Below we further document these objects (except for log and config, which should be self explanatory).

taxonomy_tree

This is a dict that is a serialization of the taxonomy tree to which the data was mapped. It can be interpreted as is or used to instantiate a TaxonomyTree object with. The particulars of this representation of a taxonomy tree are documented here.

marker_genes

result_dict['marker_genes'] is a dict indicating the marker genes used to discriminate between the children of each parent in the taxonomy tree. The keys of this dict are the parents in the form taxonomic_level/taxonomic_node e.g.

'CCN20230504_CLAS/CCN20230504_CLAS_15'
'CCN20230504_SUBC/CCN20230504_SUBC_259'
'CCN20230504_SUBC/CCN20230504_SUBC_269'

they key 'None' indicates the root of the taxonomy tree. The values in the dict are lists of genes (identified with the gene identifiers used in the reference dataset, probably EnsemblID) used as markers when choosing between the children of that parent node.

results

result_dict['results'] points to a list of dicts. Each dict represents a cell in the data that was mapped and encodes the result of the mapping. For each level in the taxonomy tree there is recorded

  • 'assignment': the taxonomic node chosen for this cell
  • 'bootstrapping_probability': the fraction of bootstrap iterations that selected the assigned taxonomic node
  • 'aggregate_probability': this is the product of boostrapping_probability for all levels of the taxonomy starting at the grossest level and ending at the current level, i.e. if your taxonomy has levels ['class', 'subclass', 'cluster'], then the aggregate_probability at the subclass level is the product of the class level bootstrapping_probability with the subclass level bootstrapping_probability; the aggregate_probability at the cluster level is the product of the bootstrapping_probability at all three levels.
  • 'avg_correlation': the average Pearson's correlation coefficient between the gene profile of the cell and the average gene profile of the chosen taxonomic node in the marker genes appropriate for that node.
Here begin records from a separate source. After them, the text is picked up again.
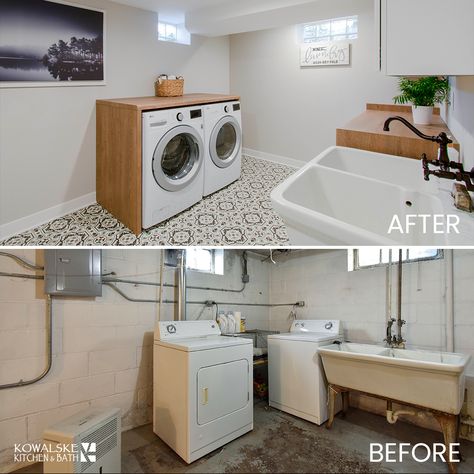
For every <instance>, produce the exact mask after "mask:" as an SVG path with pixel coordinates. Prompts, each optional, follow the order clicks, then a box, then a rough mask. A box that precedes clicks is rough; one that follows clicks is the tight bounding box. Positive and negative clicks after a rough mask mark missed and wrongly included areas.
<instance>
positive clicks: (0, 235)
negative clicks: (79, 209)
mask: <svg viewBox="0 0 474 474" xmlns="http://www.w3.org/2000/svg"><path fill="white" fill-rule="evenodd" d="M95 202H97V201H96V195H95V193H90V194H86V195H84V196H81V197H78V198H76V199H72V200H71V201H68V202H64V203H62V204H58V205H57V206H53V207H50V208H49V209H45V210H43V211H39V212H36V213H35V214H31V215H29V216H26V217H22V218H21V219H18V220H16V221H12V222H8V223H7V224H2V225H0V240H5V239H8V238H9V237H12V236H13V235H17V234H21V233H22V232H25V231H26V230H30V229H34V228H35V227H38V226H40V225H43V224H46V223H47V222H49V221H52V220H53V219H57V218H58V217H62V216H64V215H66V214H69V213H71V212H74V211H77V210H78V209H82V208H83V207H87V206H90V205H91V204H94V203H95Z"/></svg>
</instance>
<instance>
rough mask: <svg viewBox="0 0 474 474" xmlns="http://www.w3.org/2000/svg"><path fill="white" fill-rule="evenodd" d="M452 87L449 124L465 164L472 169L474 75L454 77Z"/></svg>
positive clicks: (465, 164) (449, 108) (473, 127)
mask: <svg viewBox="0 0 474 474" xmlns="http://www.w3.org/2000/svg"><path fill="white" fill-rule="evenodd" d="M451 87H452V92H453V94H452V100H451V105H450V106H449V107H448V110H447V121H448V126H449V128H450V130H451V131H452V132H453V134H454V136H455V137H456V139H457V140H458V141H459V143H460V144H461V155H462V157H463V160H464V165H465V168H466V170H467V171H470V170H471V168H473V167H474V76H462V77H453V78H451Z"/></svg>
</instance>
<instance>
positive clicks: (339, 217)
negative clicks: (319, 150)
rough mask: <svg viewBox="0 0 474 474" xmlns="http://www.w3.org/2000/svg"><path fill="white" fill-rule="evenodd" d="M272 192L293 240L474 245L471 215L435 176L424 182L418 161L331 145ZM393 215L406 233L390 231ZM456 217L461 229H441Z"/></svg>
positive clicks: (471, 218) (421, 172) (341, 241)
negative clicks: (318, 155)
mask: <svg viewBox="0 0 474 474" xmlns="http://www.w3.org/2000/svg"><path fill="white" fill-rule="evenodd" d="M443 184H444V183H443ZM447 184H448V185H449V186H452V183H447ZM271 198H272V203H273V206H274V208H275V210H276V211H277V213H278V214H279V215H280V216H281V217H282V219H283V221H284V222H285V224H286V225H287V229H288V234H289V237H290V242H291V244H292V245H397V244H401V245H449V244H456V245H461V244H463V243H464V244H465V245H472V244H473V243H474V217H473V216H472V215H469V214H467V213H461V212H460V211H457V210H456V208H455V207H454V205H453V204H452V198H451V197H450V196H449V191H446V190H445V191H444V194H443V191H440V189H439V182H438V180H437V179H434V178H432V179H431V180H430V181H425V180H424V179H423V174H422V168H421V163H420V162H419V161H417V160H412V159H407V158H399V157H395V156H391V155H384V154H381V153H372V152H366V151H362V150H356V149H352V148H343V147H331V148H329V149H328V150H326V151H325V152H323V153H322V154H321V155H320V156H318V157H317V158H315V159H314V160H312V161H311V162H310V163H308V164H307V165H306V166H305V167H303V168H302V169H301V170H300V171H298V172H297V173H295V174H294V175H293V176H291V177H290V178H288V179H287V180H286V181H284V182H283V183H282V184H280V185H279V186H278V187H277V188H275V189H274V190H273V192H272V195H271ZM447 207H448V210H447ZM447 214H451V216H449V220H447V219H446V215H447ZM394 216H397V219H398V221H397V222H396V225H397V226H398V224H400V225H401V226H402V227H403V229H404V230H405V232H403V233H402V232H400V231H399V230H396V229H395V230H394V229H392V232H391V233H389V229H390V227H391V225H393V224H394V221H393V220H394ZM420 216H425V217H423V218H421V217H420ZM435 216H437V217H436V220H437V222H438V227H436V228H435V227H434V224H435ZM407 219H408V220H409V221H410V222H412V225H411V226H410V227H409V233H408V232H406V229H407V227H406V222H407ZM456 223H458V225H457V228H458V230H459V231H460V234H456V233H455V229H454V227H453V226H450V227H448V224H456ZM398 227H400V226H398ZM435 230H436V231H441V232H440V233H436V232H435ZM447 230H449V231H450V233H449V234H447V233H444V232H443V231H447Z"/></svg>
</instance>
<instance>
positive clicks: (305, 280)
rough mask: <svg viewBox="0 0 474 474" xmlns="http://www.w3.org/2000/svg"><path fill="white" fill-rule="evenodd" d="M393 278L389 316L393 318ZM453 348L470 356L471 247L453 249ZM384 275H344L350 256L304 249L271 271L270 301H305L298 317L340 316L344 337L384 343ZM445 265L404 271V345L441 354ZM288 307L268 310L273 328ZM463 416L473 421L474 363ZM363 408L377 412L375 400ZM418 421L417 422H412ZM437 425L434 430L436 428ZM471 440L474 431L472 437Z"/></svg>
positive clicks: (470, 368)
mask: <svg viewBox="0 0 474 474" xmlns="http://www.w3.org/2000/svg"><path fill="white" fill-rule="evenodd" d="M395 277H396V273H394V282H393V283H394V289H393V292H392V293H393V302H394V303H393V306H392V314H395V315H396V309H397V306H396V301H397V300H396V295H397V292H396V286H395V284H396V280H395ZM454 278H455V283H454V298H455V308H454V310H455V344H454V345H455V351H456V352H463V353H467V354H471V355H472V356H473V359H474V319H473V318H472V308H473V306H474V293H473V291H472V289H473V288H474V250H455V251H454ZM385 281H386V272H385V269H384V268H374V269H363V270H358V271H354V272H348V270H347V251H346V250H334V251H326V252H315V251H304V252H298V253H294V254H290V255H289V256H288V257H280V259H279V264H278V265H277V266H273V267H272V268H271V275H270V301H271V302H272V303H278V302H279V301H280V300H285V299H288V298H289V299H296V300H304V301H305V302H306V306H305V307H304V308H301V309H298V310H297V314H298V317H299V318H301V319H340V320H341V321H342V322H343V325H344V336H345V339H346V340H350V341H352V342H360V343H376V344H383V339H384V338H385V329H386V318H387V317H386V285H385ZM444 294H445V261H444V260H434V261H428V262H421V263H413V264H408V265H404V266H403V292H402V301H403V306H402V317H403V319H405V320H406V321H407V324H406V326H404V327H403V336H404V338H405V339H406V340H407V344H408V346H415V347H418V348H423V349H428V350H429V349H431V350H436V351H438V350H446V314H445V300H444ZM289 324H290V321H289V320H288V311H287V310H286V308H273V309H271V311H270V329H272V330H282V331H284V330H287V329H288V327H289ZM467 374H468V375H469V377H468V383H467V387H468V397H467V400H468V412H467V413H468V414H469V415H470V416H471V417H473V418H474V360H471V363H470V365H469V366H468V369H467ZM361 406H363V407H364V408H365V409H369V410H374V411H381V412H382V413H383V410H384V407H383V406H382V407H380V406H379V404H378V403H377V402H375V401H374V400H373V399H370V400H369V401H364V402H363V403H362V404H361ZM415 421H416V420H414V422H415ZM435 426H436V425H432V427H435ZM471 436H472V437H473V438H474V433H473V434H472V435H471Z"/></svg>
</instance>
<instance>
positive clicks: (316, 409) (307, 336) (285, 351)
mask: <svg viewBox="0 0 474 474" xmlns="http://www.w3.org/2000/svg"><path fill="white" fill-rule="evenodd" d="M335 341H342V325H341V323H340V321H334V320H331V321H328V320H295V321H293V324H292V325H291V329H290V332H289V333H284V334H272V335H269V336H268V389H269V405H270V406H272V407H275V408H278V409H279V410H282V411H285V412H287V413H291V414H292V415H295V416H298V417H300V418H304V419H305V420H308V421H312V422H313V423H316V424H318V425H321V424H322V423H324V422H325V421H326V420H327V419H328V413H327V382H326V377H325V375H324V369H323V366H322V363H321V357H320V356H319V354H318V347H319V346H322V345H328V344H332V343H334V342H335Z"/></svg>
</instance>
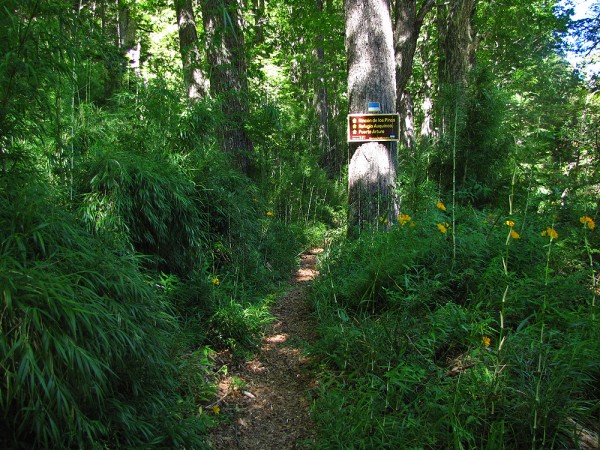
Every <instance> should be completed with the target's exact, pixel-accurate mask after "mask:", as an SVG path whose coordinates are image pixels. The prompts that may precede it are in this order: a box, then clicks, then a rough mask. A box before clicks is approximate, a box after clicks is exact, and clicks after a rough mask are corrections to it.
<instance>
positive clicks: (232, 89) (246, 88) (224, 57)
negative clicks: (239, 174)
mask: <svg viewBox="0 0 600 450" xmlns="http://www.w3.org/2000/svg"><path fill="white" fill-rule="evenodd" d="M201 5H202V19H203V23H204V32H205V34H206V39H207V52H206V55H207V60H208V63H209V66H210V91H211V94H212V95H213V97H215V98H216V99H218V100H219V102H220V104H221V111H222V113H223V118H224V123H223V127H222V128H221V134H220V136H219V138H220V143H221V147H222V148H223V151H225V152H226V153H229V154H231V155H233V157H234V159H235V162H236V164H237V165H238V167H239V168H240V169H241V170H242V172H244V173H246V174H249V172H250V155H251V153H252V149H253V145H252V141H251V140H250V138H249V137H248V135H247V133H246V130H245V128H244V124H245V122H246V119H247V116H248V103H247V99H248V79H247V68H246V57H245V52H244V34H243V30H242V25H241V17H240V14H239V10H238V3H237V1H236V0H203V1H202V2H201Z"/></svg>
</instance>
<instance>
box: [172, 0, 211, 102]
mask: <svg viewBox="0 0 600 450" xmlns="http://www.w3.org/2000/svg"><path fill="white" fill-rule="evenodd" d="M175 13H176V15H177V28H178V30H179V52H180V53H181V62H182V67H183V81H184V83H185V87H186V91H187V96H188V98H189V99H190V100H192V101H196V100H200V99H202V98H203V97H205V96H206V94H207V92H208V80H207V79H206V78H205V76H204V74H203V73H202V68H201V66H200V64H201V54H200V48H199V47H198V32H197V31H196V18H195V15H194V7H193V5H192V0H175Z"/></svg>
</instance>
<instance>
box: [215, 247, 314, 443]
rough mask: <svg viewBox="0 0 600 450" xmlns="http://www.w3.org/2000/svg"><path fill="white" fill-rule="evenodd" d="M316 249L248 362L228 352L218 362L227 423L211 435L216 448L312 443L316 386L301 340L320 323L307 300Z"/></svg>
mask: <svg viewBox="0 0 600 450" xmlns="http://www.w3.org/2000/svg"><path fill="white" fill-rule="evenodd" d="M320 252H322V249H312V250H310V251H308V252H307V253H306V254H303V255H302V256H301V267H300V268H299V269H298V271H297V272H296V273H295V274H294V276H293V278H292V281H291V284H292V286H291V287H290V289H289V290H288V291H287V292H286V294H284V295H283V296H282V297H281V298H280V300H279V301H278V302H277V304H275V305H274V306H273V308H272V311H271V312H272V313H273V315H274V316H275V318H276V320H275V321H274V322H273V323H272V324H271V326H270V327H269V329H268V330H267V333H266V334H265V337H264V338H263V340H262V345H261V349H260V352H259V353H258V354H257V355H256V356H255V357H254V358H253V359H251V360H249V361H245V362H244V361H241V362H240V361H237V362H236V361H235V360H234V359H233V358H232V357H231V355H230V354H228V353H227V354H220V355H219V356H218V358H217V359H219V360H220V363H221V364H223V365H227V371H226V373H227V375H226V376H223V377H222V378H223V379H222V380H221V383H220V384H219V392H218V393H217V399H218V400H217V403H218V406H219V409H220V415H221V417H222V418H224V420H223V423H222V424H221V425H220V426H219V427H217V428H216V429H215V430H213V432H212V433H211V438H212V443H213V447H214V448H218V449H231V448H244V449H292V448H298V447H303V446H304V444H306V443H307V442H310V441H311V440H312V439H313V431H312V430H313V425H312V422H311V420H310V417H309V407H310V402H311V400H310V390H311V389H315V388H316V385H317V382H316V380H315V379H314V377H313V375H312V374H311V372H310V370H309V367H308V366H309V365H310V362H311V361H310V358H308V357H307V356H306V355H305V354H304V352H303V350H302V348H301V344H300V343H301V342H302V341H307V342H311V341H313V340H314V339H315V338H316V332H315V328H316V324H315V322H314V319H313V318H312V316H311V312H312V311H311V309H310V306H309V305H308V304H307V302H306V300H305V296H304V289H305V285H306V283H307V282H309V281H311V280H313V279H314V277H315V276H317V275H318V271H317V270H316V267H315V266H316V259H317V255H318V254H319V253H320Z"/></svg>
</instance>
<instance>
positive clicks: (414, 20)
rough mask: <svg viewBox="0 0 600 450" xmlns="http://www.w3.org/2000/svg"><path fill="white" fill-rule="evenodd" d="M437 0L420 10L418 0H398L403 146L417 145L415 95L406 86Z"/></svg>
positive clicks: (395, 36)
mask: <svg viewBox="0 0 600 450" xmlns="http://www.w3.org/2000/svg"><path fill="white" fill-rule="evenodd" d="M433 5H434V0H426V1H425V2H424V3H423V4H422V5H421V8H419V10H418V11H417V4H416V0H396V3H395V14H394V16H395V22H394V50H395V57H396V98H397V102H398V104H397V109H398V112H399V113H400V127H401V129H400V133H401V136H402V137H403V141H402V143H403V146H404V147H406V148H408V149H414V146H415V136H414V114H413V103H412V96H411V95H410V93H409V92H408V90H407V89H406V87H407V85H408V82H409V80H410V77H411V76H412V69H413V61H414V57H415V51H416V49H417V40H418V38H419V33H420V31H421V27H422V25H423V21H424V20H425V16H426V15H427V14H428V13H429V11H431V9H432V8H433Z"/></svg>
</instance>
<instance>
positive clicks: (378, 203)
mask: <svg viewBox="0 0 600 450" xmlns="http://www.w3.org/2000/svg"><path fill="white" fill-rule="evenodd" d="M345 22H346V53H347V56H348V99H349V109H350V113H365V112H366V111H367V106H368V103H369V102H378V103H380V104H381V112H382V113H388V114H389V113H393V112H395V109H396V72H395V69H394V47H393V39H392V38H393V36H392V22H391V18H390V10H389V4H388V2H387V1H386V0H346V5H345ZM350 154H351V160H350V165H349V167H348V194H349V205H348V213H349V217H348V233H349V235H354V234H355V233H357V232H358V231H359V230H360V229H362V228H364V227H365V226H366V225H368V224H375V225H378V224H380V223H381V224H385V223H391V222H392V221H393V220H395V218H396V216H397V213H398V204H397V198H396V196H395V194H394V188H395V180H396V165H397V160H396V149H395V144H394V143H383V142H368V143H365V144H350Z"/></svg>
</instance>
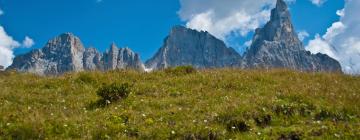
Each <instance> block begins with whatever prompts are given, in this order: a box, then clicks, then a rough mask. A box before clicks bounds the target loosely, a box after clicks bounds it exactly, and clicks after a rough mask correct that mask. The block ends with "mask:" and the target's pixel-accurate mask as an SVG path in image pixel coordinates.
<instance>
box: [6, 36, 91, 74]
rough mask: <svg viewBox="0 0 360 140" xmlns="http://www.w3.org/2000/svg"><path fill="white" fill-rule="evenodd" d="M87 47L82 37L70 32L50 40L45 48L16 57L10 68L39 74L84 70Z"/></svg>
mask: <svg viewBox="0 0 360 140" xmlns="http://www.w3.org/2000/svg"><path fill="white" fill-rule="evenodd" d="M84 51H85V48H84V47H83V44H82V43H81V41H80V39H79V38H77V37H75V36H74V35H72V34H70V33H65V34H62V35H60V36H58V37H56V38H54V39H52V40H50V41H49V42H48V43H47V44H46V45H45V47H44V48H42V49H37V50H32V51H31V52H29V53H27V54H24V55H20V56H17V57H15V59H14V61H13V64H12V65H11V66H10V67H9V68H8V69H15V70H17V71H19V72H30V73H35V74H39V75H57V74H62V73H65V72H70V71H75V72H77V71H82V70H83V63H82V59H83V53H84Z"/></svg>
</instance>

The average is taken over only those bootstrap iterations that selected the assigned node.
  • 'directly_assigned': this is a boolean. If True, then the cell type was assigned directly by the cell type mapper. If False, the cell type was inferred from a directly assigned child. This may occur if, for instance, you run the cell type mapper with flatten = True, in which case each cell is mapped directly to the leaf node of the taxonomy tree. In this case, higher level nodes of the tree are still assigned, but they are inferred based on the inheritance of the assigned leaf node (e.g. "I know the cell has been assigned directly to subtypeA; it was not directly assigned to a supertype; however, since subtypeA is a child of supertypeB in my taxonomy, I can infer that the cell must also be a member of supertypeB"). In this case, the bootstrapping_probability, aggregate_probability, and avg_correlation values are propagated up the tree from the directly assigned child node for convenience.

The cell is identified by the cell_id key in the dict, e.g.

{
  "CCN20230504_CLAS": {
    "assignment": "CCN20230504_CLAS_25",
    "bootstrapping_probability": 0.74,
    "aggregate_probability": 0.74,
    "avg_correlation": 0.5735289275007436,
    "directly_assigned": True
  },
  "CCN20230504_SUBC": {
    "assignment": "CCN20230504_SUBC_269",
    "bootstrapping_probability": 0.59,
    "aggregate_probability": 0.44,
    "avg_correlation": 0.6041588697199276,
    "directly_assigned": True
  },
  "CCN20230504_CLUS": {
    "assignment": "CCN20230504_CLUS_4975",
    "bootstrapping_probability": 0.56,
    "aggregate_probability": 0.24,
    "avg_correlation": 0.6123913092110298,
    "directly_assigned": True
  },
  "cell_id": "1015221640100510476"
}

At each level, there will also be optional fields runner_up_assignment, runner_up_correlation, and runner_up_probability. These will map to lists of the N (if requested) next most likely assignments as ranked according to bootstrapping_probability. If there were no runners up, these will be empty lists.

Note: the runner up fields will be absent for any levels in the taxonomy tree that were not directly assigned.